Kit shrugged and crossed her arms. “If you feel you must.”
“Go to hell!” he yelled, and tried to slam the door.
Kit’s arms shot out, more firmly this time, and her lashes fluttered as Zicaro’s wiry eyebrows almost lifted to where his hairline used to be. “I wasn’t the one who fired you, Zicaro. I’m a different kind of reporter. And I aim to be a different kind of editor one day, too.”
Zicaro refused to be appeased. Eyes bulging, he leaned close, his hot breath washing over Kit’s face. “The world doesn’t need a different kind of reporter! I was the best that paper had! I brought readers rock-solid reportage and exciting news angles.”
“You claimed the Nevada Test Site was building robotic soldiers, financed by the U.S. Treasury.”
“And nobody ever proved me wrong!” Zicaro shouted, pumping one fist into the air. He began to topple and righted himself by grabbing at his walker. It didn’t slow him down any. “Yet my own paper, the one I’d given thirty-one years of service to, never a deadline missed, gave my beat to some uppity, backstabbing cub and then threw me out like trash!”
Kit bit her lip and mentally recalibrated the situation. Clearly, she wasn’t going to talk Zicaro out of his memories. She didn’t have time to argue over whether artificial intelligence really existed, either. So she decided to appeal to his ego instead.
“You obviously haven’t been doing your homework,” she said, causing his dentures to grind. She hurried on before he could move to slam the door again. “If you had, then you’d know that when I say I’m different, I mean that I’m different like you . I’m not afraid to get my hands dirty.
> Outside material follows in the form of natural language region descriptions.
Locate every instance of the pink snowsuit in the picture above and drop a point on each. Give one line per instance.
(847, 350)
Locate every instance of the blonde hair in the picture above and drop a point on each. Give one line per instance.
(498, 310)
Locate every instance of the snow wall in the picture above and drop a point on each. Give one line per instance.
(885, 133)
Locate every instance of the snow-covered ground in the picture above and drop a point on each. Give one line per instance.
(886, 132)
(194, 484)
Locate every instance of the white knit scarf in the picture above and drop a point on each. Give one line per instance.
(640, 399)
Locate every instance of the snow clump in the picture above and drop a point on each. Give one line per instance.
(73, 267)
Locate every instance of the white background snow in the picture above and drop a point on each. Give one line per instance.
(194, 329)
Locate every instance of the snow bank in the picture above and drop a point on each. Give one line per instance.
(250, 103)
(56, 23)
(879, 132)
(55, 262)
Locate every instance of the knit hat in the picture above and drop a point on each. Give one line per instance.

I go after the truth, no matter where it might lead. And I’ve had more brushes with danger than an entire robotic army could dish out . . . not that you’d know anything about it.”
She turned to leave, and got just as far as she’d expected. Zicaro’s reedy voice chased her into the hall. “Don’t tell me what I do and don’t know, missy! I was penning bylines before you were ever born. You’re Katherine Craig, daughter of the doomed paper-princess, Shirley Wilson Craig, and of the man who was killed as much for the knowledge in his head as the badge on his chest.”
Kit whirled, and sharp-eyed Zicaro caught her flinch and laughed. “That’s right, I know all about you. From your rocky start at your own paper to the way you shut down a kiddie prostitution ring. I know about the way you got yourself mixed up with those drug cartels last year, too. You do have a knack for getting in trouble, Craig . . . and I admire that. Question is, can you get out of it, too?”
She held out her arms, palms up. “I’m here, aren’t I?”
She meant that she’d survived both those stories, but Zicaro snorted as he tapped at his freckled scalp. “Yeah, and my Scooby senses tell me you’re getting into more trouble . . . and aim to take me with you.”